Origin of the Title of Chief Cantor
The Chief Cantor is the title for a type of servant in the performance of Daoist rituals. Together with the High Priest ( 高功 Gaogong ) and the Inspector of Fasts ( 監齋 Jianzhai ), the Chief Cantor is one of "the three Ritual Masters ( 法師 Fashi ) " who conduct Daoist rituals of Fasts and Offerings ( 齋醮 Zhaijiao ) together. The early Daoist rituals were fairly simple, so there was no position of Chief Cantor. The Regulations and Penalties for the Use of Lanterns and Candles in the Pervasive Mysterious Offerings ( 洞玄靈寶齋說光燭戒罰燈祝願儀 Dongxuan Lingbao Zhaishuo Guangzhu Jiefa Deng Zhuyuan Yi ) compiled by Lu Xiujing (406-477), an eminent Daoist priest of the Southern dynasties, contains the first mention of the title of Chief Cantor.

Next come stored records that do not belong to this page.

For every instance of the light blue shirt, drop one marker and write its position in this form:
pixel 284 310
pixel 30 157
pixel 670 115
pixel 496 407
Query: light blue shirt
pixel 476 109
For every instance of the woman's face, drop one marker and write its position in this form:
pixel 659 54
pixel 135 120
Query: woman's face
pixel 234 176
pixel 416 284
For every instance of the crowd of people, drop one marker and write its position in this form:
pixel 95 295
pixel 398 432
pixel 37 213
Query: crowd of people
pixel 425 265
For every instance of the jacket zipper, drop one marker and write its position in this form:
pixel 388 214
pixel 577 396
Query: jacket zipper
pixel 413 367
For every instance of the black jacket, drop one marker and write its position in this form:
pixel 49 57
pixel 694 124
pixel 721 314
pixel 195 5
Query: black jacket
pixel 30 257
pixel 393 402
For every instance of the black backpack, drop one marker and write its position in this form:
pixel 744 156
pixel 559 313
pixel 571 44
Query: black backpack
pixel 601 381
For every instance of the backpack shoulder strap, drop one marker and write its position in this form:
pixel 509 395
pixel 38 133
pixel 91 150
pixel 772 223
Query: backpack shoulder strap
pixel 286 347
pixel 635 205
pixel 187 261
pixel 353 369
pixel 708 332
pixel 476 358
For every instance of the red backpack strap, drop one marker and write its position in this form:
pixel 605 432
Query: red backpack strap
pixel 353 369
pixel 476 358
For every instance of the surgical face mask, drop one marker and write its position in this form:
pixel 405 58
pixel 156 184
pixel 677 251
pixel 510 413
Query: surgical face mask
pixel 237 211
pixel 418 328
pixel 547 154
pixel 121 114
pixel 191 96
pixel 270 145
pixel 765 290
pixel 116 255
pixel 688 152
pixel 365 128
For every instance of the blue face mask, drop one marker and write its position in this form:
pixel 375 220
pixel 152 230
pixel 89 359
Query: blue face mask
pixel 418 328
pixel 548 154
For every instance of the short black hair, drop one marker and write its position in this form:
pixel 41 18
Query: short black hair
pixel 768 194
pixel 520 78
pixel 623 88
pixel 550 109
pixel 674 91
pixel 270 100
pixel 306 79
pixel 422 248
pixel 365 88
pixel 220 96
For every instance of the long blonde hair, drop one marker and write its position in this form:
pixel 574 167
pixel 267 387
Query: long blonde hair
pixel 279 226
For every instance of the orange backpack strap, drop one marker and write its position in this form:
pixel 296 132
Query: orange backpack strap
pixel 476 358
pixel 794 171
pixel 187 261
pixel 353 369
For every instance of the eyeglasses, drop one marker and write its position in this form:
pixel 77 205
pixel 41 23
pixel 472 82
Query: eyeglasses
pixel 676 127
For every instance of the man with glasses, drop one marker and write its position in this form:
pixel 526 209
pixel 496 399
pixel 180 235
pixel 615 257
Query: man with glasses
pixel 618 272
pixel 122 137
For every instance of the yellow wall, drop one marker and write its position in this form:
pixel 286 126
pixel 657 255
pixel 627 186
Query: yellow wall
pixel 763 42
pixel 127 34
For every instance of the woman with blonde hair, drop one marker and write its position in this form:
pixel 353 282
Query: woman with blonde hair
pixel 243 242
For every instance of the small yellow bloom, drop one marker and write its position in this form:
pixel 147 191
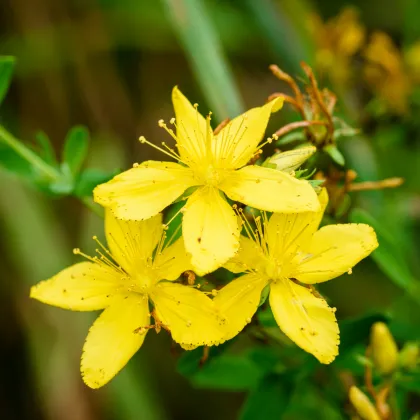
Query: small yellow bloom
pixel 384 348
pixel 124 286
pixel 215 165
pixel 289 254
pixel 337 42
pixel 410 355
pixel 385 72
pixel 364 407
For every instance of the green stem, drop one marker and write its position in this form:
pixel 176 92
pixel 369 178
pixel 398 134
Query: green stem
pixel 28 155
pixel 91 205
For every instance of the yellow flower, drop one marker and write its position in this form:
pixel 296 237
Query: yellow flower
pixel 289 254
pixel 215 165
pixel 123 286
pixel 338 40
pixel 386 74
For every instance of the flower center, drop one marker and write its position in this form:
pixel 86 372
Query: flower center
pixel 273 269
pixel 213 176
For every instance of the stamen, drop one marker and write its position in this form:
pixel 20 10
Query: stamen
pixel 142 139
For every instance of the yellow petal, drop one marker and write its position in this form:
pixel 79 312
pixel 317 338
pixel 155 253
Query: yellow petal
pixel 287 233
pixel 210 230
pixel 271 190
pixel 113 339
pixel 84 286
pixel 334 250
pixel 238 301
pixel 173 261
pixel 235 145
pixel 144 191
pixel 305 319
pixel 132 242
pixel 190 315
pixel 292 159
pixel 191 129
pixel 248 257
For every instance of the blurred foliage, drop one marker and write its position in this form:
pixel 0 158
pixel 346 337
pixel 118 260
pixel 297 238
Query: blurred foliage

After the Tang and Five dynasties, the title of Chief Cantor began to be widely used in Daoist rituals, and it is still used today. But owing to the addition of another post, that of Inverted Bell Attendant ( 侍磬 Shiqing ), the functions of the Chief Cantor have been reduced.
Position and Functions
According to the Regulations and Penalties for the Use of Lanterns and Candles in the Pervasive Mysterious Offerings, the Chief Cantor "is talented and familiar with rituals. At this post, when performing fasting rituals, the Chief Cantor leads the ritual master first and then the officials to pay homage and chant". According to the Preaching of the Commandments for Assigning Tasks During the Great Fasts of the Golden Register ( 金籙大齋補職說戒儀 Jinlu Dazhai Buzhi Shuojie Yi ) of the Tang and Five Dynasties, the Daoist priest in this position must "master and be familiar with rituals, regulate the chanting rites, and lead the group". That is to say, the Daoist priest should have a good command of the procedures of the rituals, be proficient in rituals and chanting, elaborate on and carry forward the Dao, and link up men and spirits. The Chief Cantor and the High Priest both hold the highest rank at the ritual altar.